The advent of lighter, smaller and increasingly robust wireless transmission systems is having a major impact on broadcasters’ ability to cover news, events and, perhaps most important, sports, which is a primary catalyst for the development, adoption and implementation of wireless transmission systems. The ability to get as close to the action as possible and hold an HD signal without dropping a frame opens a Pandora’s box of possibilities — in a good way — for broadcasters worldwide.
The benefits of wireless
In terms of sports and wireless transmission, there are a number of questions to answer, but the most important one is: What are the advantages of going wireless?
The first clue is in the name wireless — no bulky cables to string, store or transport. Safety officials see a marked improved in accident and injury reports because fewer people are tripping over bulky cable runs, particularly, as is often the case, in public areas. Broadcast professionals pretty much know by rote that there are cables underfoot, but going wireless reduces risks to others who may inadvertently stray into a hot zone of action.
Likewise, rigging times are far reduced by going wireless, which, in addition to reducing the risks associated with more demanding, cabled rigging scenarios, keeps management happy as it sees production costs reduced. This includes costs associated with transporting large spools of copper coax.
Wireless also provides the freedom to go anywhere, which is highly valuable to producers because it gives them the freedom to follow the action as it happens, wherever it happens. This can greatly enhance sports coverage in particular. We are seeing an accelerating trend in the use of wireless technology to, for example, provide on-board coverage for motorsport and boat racing events, as well as for point-of-view coverage for team sports such as soccer and cricket.
For example, wireless camera equipment was recently used to provide batsman and umpire cameras in Twenty20 cricket, which had never been done before and was a significant advancement in the enjoyment of the sport to cricket aficionados. The possibilities of similar applications across virtually any sport you can think of are limitless.
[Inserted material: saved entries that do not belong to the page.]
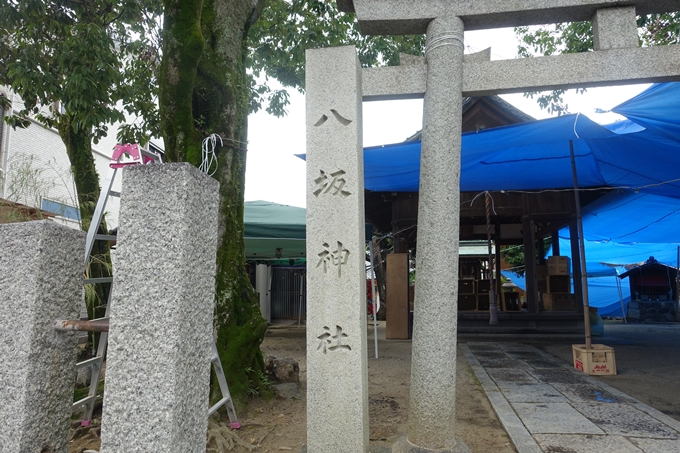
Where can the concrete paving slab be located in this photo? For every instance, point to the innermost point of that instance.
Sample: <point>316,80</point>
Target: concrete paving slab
<point>490,355</point>
<point>505,362</point>
<point>586,392</point>
<point>625,420</point>
<point>517,347</point>
<point>483,347</point>
<point>656,445</point>
<point>511,375</point>
<point>541,363</point>
<point>531,393</point>
<point>547,406</point>
<point>518,433</point>
<point>573,443</point>
<point>554,418</point>
<point>556,376</point>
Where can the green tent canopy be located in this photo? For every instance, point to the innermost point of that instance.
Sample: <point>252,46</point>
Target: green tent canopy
<point>274,231</point>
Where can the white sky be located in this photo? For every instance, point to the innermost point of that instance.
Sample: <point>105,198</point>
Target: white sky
<point>274,174</point>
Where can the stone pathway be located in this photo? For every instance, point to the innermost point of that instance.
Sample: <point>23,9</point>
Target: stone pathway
<point>547,406</point>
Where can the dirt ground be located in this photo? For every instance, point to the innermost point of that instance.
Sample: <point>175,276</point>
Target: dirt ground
<point>280,425</point>
<point>647,363</point>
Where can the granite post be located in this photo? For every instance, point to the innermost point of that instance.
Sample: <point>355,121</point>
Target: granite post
<point>41,280</point>
<point>432,404</point>
<point>158,366</point>
<point>337,378</point>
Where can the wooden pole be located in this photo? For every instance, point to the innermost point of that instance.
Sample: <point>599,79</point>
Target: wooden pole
<point>579,228</point>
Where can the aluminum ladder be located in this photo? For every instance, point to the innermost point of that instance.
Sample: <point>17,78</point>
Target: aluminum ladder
<point>133,155</point>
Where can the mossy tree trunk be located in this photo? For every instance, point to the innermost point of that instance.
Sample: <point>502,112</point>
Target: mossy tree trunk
<point>203,91</point>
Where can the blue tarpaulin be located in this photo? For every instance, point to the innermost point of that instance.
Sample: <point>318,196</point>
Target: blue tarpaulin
<point>638,158</point>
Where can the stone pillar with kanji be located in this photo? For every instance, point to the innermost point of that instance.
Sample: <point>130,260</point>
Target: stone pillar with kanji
<point>337,378</point>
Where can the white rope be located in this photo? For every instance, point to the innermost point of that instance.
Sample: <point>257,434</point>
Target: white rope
<point>576,121</point>
<point>444,39</point>
<point>208,154</point>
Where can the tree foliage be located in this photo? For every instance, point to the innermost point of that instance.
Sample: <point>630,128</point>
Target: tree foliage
<point>574,37</point>
<point>80,66</point>
<point>286,29</point>
<point>217,60</point>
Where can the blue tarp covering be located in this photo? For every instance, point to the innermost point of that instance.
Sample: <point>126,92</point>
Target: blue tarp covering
<point>535,156</point>
<point>656,109</point>
<point>639,158</point>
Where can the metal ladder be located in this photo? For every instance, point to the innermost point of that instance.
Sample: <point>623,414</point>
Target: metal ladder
<point>137,156</point>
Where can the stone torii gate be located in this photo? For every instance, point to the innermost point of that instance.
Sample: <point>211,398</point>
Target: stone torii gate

Of course, sending wireless signals is one thing. Controlling them and what they send is quite another, and there are several key factors that need to be taken into consideration before deployment.
Recovery after signal loss
First and foremost is the ability to recover after a loss of signal. If you’re going to be where the action is, there’s a decent chance that the action will require an onboard or shoulder-mounted camera to swing around a bend, disappear over a hill or drift too far from shore, each of which may take a camera transmitter out of range. The ability to recover a connection and resume operation, swiftly and seamlessly, is paramount — both in terms of the development of the technology and the decision whether to deploy in the first place. Of absolutely no use to anyone is a system that drops video and control signals when the wind changes direction.